The `parsec.combinator.chainl1` combinator handles left-associative chaining of operations, parsing one or more occurrences of a parser `p` separated by an operator parser, and combining results in a left-associative manner.

This approach is highly extensible: you can add additional operators, functions, or syntax features by composing and reusing combinators.

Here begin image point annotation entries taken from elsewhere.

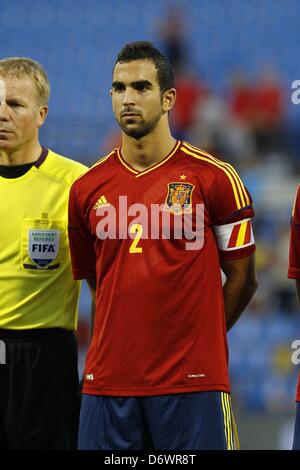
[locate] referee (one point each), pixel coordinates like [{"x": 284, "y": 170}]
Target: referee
[{"x": 38, "y": 298}]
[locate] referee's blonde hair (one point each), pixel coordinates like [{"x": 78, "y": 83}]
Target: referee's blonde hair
[{"x": 23, "y": 66}]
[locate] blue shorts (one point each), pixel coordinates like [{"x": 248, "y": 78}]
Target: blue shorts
[
  {"x": 296, "y": 441},
  {"x": 190, "y": 421}
]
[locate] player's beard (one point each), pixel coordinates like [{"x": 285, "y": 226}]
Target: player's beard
[{"x": 141, "y": 129}]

- For more basic text parsers, see [`parsec.text`](./parsec/text.py)
- For more parser combinators, see [`parsec.combinator`](./parsec/combinator.py)

## Architecture
A `parser` is a function that takes a `Context[I]` as input and returns a `Result[I, R]`, where `I` and `R` are generic type parameters. Here, `I` represents the type of each element in the input stream, and `R` denotes the type of the value produced by the parser.
```python
parser[I, R]: Context[I] -> Result[I, R]
```

The parsing function is wrapped in the Parser[I, R] class, endowing it with a monadic interface for functional composition and declarative parsing.
```python
class Parser[I, R]:
  def bind[S](self, fn: R -> Parser[I, S]) -> Parser[I, S]: ...
  def okay(self, value: R) -> Parser[I, R]: ...
  def fail(self, errpr: ParseErr) -> Parser[I, R]: ...
```

A `Context[I]` consists of two primary components: a `stream[I]`, which provides access to the underlying input sequence, and a `State[I]`, which manages auxiliary parsing state. If you need to parse data types other than text, you can extend `IStream` and `IState` to implement custom stream and state management logic, enabling the parsing of arbitrary data sequences.

```python
class Context[I]:
  stream: IStream[I]
  state: IState[I]
```

The `Result[I, R]` type represents the outcome of a parsing operation, containing the updated context, the parsing result (either a successfully parsed value or an error), and the number of input elements consumed during parsing.

```python
class Result[I, R]:
  context: Context[I]
  outcome: Okay[R] | Fail
  consumed: int
```

The `combinator` module provides a curried functional interface for composing parsers, and also supports method chaining. Both styles are equivalent in expressive power.

`Parsec` do not support left-recursive grammars.